LCT-19XOk, we are up and running. Our unresolved 20C grid count at the start of this completion exercise is
626,731,783. This translates to roughly 280 core-days.
There are 6400 jobs to process, each job representing a work-unit of 100,000 grids to test. The division is done on a band basis, so for each of the band file indices 1 to 255, there is at least one job with less than 100,000 grids. (Band files 250-255 are composite, they span multiple ED band indices).
Despite the fact that our morphing process eventually resolved ~88% of all the 20C grids that we started with, it is clear that some bands were significantly harder to hit. Here is a small sample of some of the larger bands, from the report produced by
CreateWorkUnits:
- Code: Select all
03:33:35: Processed b006: ng = 96,229,043, n20 = 2,106,353, jobs = 22
03:34:32: Processed b020: ng = 88,782,527, n20 = 1,554,894, jobs = 16
03:34:48: Processed b022: ng = 85,627,560, n20 = 1,476,242, jobs = 15
03:35:03: Processed b024: ng = 85,102,374, n20 = 1,553,046, jobs = 16
03:35:57: Processed b032: ng = 40,697,708, n20 = 7,903,756, jobs = 80
03:37:40: Processed b033: ng = 80,468,664, n20 = 20,258,707, jobs = 203
03:38:27: Processed b034: ng = 79,175,611, n20 = 9,110,207, jobs = 92
03:39:21: Processed b035: ng = 77,979,784, n20 = 10,512,282, jobs = 106
Band 6, the largest of all, was 97% resolved, but band 33 (the largest # of jobs) was only 75% resolved. One suspects that this is not down to sheer chance, but that band 33 probably has less 19C puzzles on average, and is highly likely to yield significant numbers of "No 19C" cases.
There is very likely to be a strong correlation between the % of unresolved grids in a band, and the average cost of testing grids in that band.
We have data for the first full day of processing now, and we have tested 35 million grids. We are using hyper-threading, running 24 workers on 16 cores, and the net effect appears to be close to a 20-core system. With the 280 core-day estimate that would translate to roughly 14 days for the whole job.

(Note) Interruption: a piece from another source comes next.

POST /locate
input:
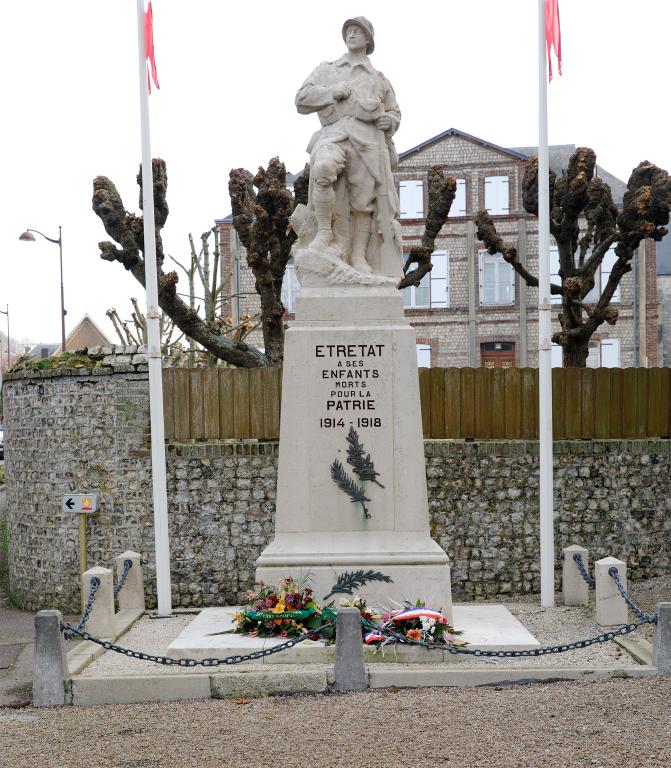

Some snapshots of progress for the first 24 hours:
- Code: Select all
08:40:25: Start
13:42:05: Jobs complete = 69, i/p = 16, NGT = 6979931, NF = 9763 (0.140%) 5h
14:41:06: Jobs complete = 88, i/p = 20, NGT = 8815525, NF = 10425 (0.118%) 6h
16:45:55: Jobs complete = 124, i/p = 24, NGT = 12581337, NF = 12388 (0.098%) 8h
17:42:00: Jobs complete = 142, i/p = 24, NGT = 14273465, NF = 13378 (0.094%)
18:41:04: Jobs complete = 162, i/p = 24, NGT = 16072711, NF = 14560 (0.091%)
20:40:38: Jobs complete = 193, i/p = 24, NGT = 19820132, NF = 16294 (0.082%) 12h
22:50:51: Jobs complete = 243, i/p = 24, NGT = 23585231, NF = 17564 (0.074%)
00:52:35: Jobs complete = 267, i/p = 24, NGT = 26091727, NF = 19999 (0.077%) 16h
06:40:04: Jobs complete = 336, i/p = 24, NGT = 33198587, NF = 30312 (0.091%)
08:42:08: Jobs complete = 359, i/p = 24, NGT = 35310171, NF = 37053 (0.105%) 24h
NGT is the total # of grids tested, NF the total "failures" (No 19C).
As you can see, we might have done better had we started with 24 workers, but I wanted to observe Jack's performance/running temperature, etc just to be sure everything was shipshape (and it was! Jack remained cool and whisper-quiet all the way!)
The % of fails drops steadily for some time, then kicks up again, and this corresponds to the point at which we started on bands 32 and 33. So no surprise there - if you look closely you will see there is a corresponding decrease in overall grid-test rates.
And this translates to varying "total job time" estimate predictions, all in excess of the theoretical 14 days. 16 days (based on 1st 12 hour period), 20 (the second 12 hours), 18 for the full 24 hour period.